Draft systems are basically three pieces. You have a source of pressurized gas, along with a regulator that allows you to control how much pressure you apply to the beer. You have the keg itself, and you have the “beer line”, tubes that carry the beer from the keg to the faucet where it’s poured.
When you open that bottle from the first paragraph and pour out half, you’re doing two things to the beer. First, you’re depressurizing the container that it was in. Second, you’re exposing it to oxygen. In draft, we’re not going to do either of those things. We’re going to set the pressure regulator to provide as much pressure to the keg as is already in there from the beer itself– remember that’s how beer stays carbonated– and by using the faucet we’re never going to allow air to flow back into the keg. If we do it right, the result is beer that tastes great with the right amount of carbonation.

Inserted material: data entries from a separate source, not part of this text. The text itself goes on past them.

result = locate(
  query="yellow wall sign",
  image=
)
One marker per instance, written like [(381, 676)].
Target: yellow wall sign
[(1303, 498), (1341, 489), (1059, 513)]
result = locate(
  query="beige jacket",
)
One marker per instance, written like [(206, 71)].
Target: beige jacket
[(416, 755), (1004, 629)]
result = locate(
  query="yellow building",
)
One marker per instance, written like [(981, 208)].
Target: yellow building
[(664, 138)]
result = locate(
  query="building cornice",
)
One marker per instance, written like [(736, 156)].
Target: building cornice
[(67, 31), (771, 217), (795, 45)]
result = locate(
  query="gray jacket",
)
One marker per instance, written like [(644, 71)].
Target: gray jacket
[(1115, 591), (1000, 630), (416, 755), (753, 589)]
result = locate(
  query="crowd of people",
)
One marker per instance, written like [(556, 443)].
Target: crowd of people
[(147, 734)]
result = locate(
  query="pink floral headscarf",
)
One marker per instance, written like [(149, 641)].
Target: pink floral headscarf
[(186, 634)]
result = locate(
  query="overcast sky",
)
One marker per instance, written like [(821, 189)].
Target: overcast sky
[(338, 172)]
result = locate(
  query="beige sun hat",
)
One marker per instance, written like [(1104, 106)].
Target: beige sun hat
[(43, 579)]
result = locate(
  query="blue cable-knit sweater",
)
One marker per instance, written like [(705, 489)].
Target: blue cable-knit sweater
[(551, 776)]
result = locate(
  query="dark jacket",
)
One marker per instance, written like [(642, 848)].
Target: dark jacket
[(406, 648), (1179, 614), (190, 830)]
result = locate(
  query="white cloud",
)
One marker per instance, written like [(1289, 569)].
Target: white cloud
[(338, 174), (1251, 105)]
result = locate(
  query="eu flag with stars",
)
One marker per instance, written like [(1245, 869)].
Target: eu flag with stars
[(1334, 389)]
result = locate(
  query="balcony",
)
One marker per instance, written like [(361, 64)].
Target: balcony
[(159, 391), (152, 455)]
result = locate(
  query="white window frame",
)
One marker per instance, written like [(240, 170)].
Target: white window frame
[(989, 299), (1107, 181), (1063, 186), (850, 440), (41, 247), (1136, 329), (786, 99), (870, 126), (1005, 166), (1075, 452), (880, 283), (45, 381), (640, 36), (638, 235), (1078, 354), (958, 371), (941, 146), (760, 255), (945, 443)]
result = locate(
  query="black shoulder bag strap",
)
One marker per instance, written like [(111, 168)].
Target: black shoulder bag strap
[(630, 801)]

This is where we start getting into the reason for these articles and the most important thing about keg conditioned draft beer. We know that different beers contain different amounts of Co2 in solution. We also know that in order to keep our beer from depressurizing we need to provide as much pressure as already exists from the beer itself. The trick is that if we don’t find the right pressure to apply to the beer, we can change it completely!!! If the beer has more pressure than the pressure applied, it’ll pour foamy and eventually lose its carbonation. If the beer has less pressure than the pressure applied, that gas will start to enter the beer, changing the flavor and texture!
There is an additional confounding factor, the same gas that keeps the carbonation balanced within the beer also propels the beer out the tap. It’s a pretty elegant system, as the pressure you put on the beer keeps the carbonation in while pushing it from the keg to wherever the faucet is. This means that the pressure we set on the beer not only affects how it tastes, but also how fast it pours.
Since most of the beer served in bars has a very similar level of pressure, many bar owners don’t concern themselves with the co2 levels of their beers. A professional will set up the system to pour those average beers at the right speed at the right carbonation, and there’s no more need for concern. That is, unless you want to be able to pour beers that don’t fit into that category and want to pour them correctly!